Dass der Containerturm vis-à-vis von ihrem Haus gebaut wird, ließ eine ältere Krabbenkamperin den Bürgermeister fragen: "Wir haben uns nicht dieses Haus erspart, um uns so vorführen zu lassen. Wollen Sie denn jetzt mein Haus kaufen?"

Bürgermeister Björn Warmer appellierte: "Wir haben neben der gesetzlichen Pflicht zur Unterbringung und Versorgung auch eine moralische Pflicht zur Integration der Flüchtlinge." Bauamtsleiter Sven Noetzel brachte die Situation auf den Punkt: "Gehen Sie nicht davon aus, dass die Container in den nächsten zwei Jahren weg sind", antwortete er auf die Frage, wie lange das Provisorium Bestand haben soll.

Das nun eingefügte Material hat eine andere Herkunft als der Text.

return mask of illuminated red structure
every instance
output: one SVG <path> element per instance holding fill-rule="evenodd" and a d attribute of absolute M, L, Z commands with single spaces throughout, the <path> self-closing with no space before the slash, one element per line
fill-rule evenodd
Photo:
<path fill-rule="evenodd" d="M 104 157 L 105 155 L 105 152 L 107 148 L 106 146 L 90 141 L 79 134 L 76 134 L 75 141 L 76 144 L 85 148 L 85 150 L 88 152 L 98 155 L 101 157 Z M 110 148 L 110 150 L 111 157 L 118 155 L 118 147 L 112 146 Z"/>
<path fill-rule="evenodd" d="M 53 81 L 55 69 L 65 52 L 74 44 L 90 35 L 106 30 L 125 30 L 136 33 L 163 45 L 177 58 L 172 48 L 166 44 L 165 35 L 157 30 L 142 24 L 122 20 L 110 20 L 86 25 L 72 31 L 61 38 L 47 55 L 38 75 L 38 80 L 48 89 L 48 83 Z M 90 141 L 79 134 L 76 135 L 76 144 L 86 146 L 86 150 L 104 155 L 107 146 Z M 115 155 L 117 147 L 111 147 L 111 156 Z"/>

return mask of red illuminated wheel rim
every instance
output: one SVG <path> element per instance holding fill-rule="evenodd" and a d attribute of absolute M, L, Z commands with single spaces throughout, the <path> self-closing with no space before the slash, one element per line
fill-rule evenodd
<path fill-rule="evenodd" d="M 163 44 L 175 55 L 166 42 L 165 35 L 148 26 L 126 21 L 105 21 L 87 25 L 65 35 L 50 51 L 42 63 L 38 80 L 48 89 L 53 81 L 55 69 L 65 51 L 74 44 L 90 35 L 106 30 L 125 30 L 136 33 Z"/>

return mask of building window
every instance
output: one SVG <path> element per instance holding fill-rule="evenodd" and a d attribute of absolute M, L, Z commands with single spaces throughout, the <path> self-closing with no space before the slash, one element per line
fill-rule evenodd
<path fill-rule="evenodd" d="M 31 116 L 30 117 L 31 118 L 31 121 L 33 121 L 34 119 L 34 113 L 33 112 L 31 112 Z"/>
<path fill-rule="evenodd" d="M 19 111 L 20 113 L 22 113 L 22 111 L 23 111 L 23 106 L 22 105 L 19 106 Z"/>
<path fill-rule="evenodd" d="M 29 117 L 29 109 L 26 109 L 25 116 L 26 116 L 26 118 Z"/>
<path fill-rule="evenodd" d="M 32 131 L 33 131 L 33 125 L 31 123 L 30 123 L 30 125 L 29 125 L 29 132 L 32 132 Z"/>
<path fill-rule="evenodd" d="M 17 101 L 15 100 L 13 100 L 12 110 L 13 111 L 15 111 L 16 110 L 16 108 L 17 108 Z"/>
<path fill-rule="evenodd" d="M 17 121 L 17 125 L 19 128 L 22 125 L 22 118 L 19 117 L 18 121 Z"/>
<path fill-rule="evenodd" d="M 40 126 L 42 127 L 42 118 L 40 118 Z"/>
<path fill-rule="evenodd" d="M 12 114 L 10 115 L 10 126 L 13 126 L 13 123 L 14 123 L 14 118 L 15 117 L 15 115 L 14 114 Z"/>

Doch es gab auch ermutigende Appelle von Krabbenkampern, die sich nicht bedroht fühlten: "Wir sind 700, Sie können uns doch nicht weiß machen, dass 44 zu viel sind. Es kann nicht sein, dass das ein Problem ist." Mitglieder der Flüchtlingsinitiative schilderten ihre guten Erfahrungen aus Begegnungen und motivierten dazu, Kontakt zu den Flüchtlingen aufzunehmen, statt Angst aufzubauen: "Gehen Sie auf die Menschen zu, sie sind gastfreundlich und bieten Ihnen sofort einen Tee an. Unter ihnen sind interessante Menschen mit hoch qualifizierten Berufen." Es entstehe kein sozialer Brennpunkt, versuchte auch Christ, die Gemüter zu beruhigen. Professionelle Sozialarbeiter der Stadt würden sich um Probleme der Flüchtlinge kümmern.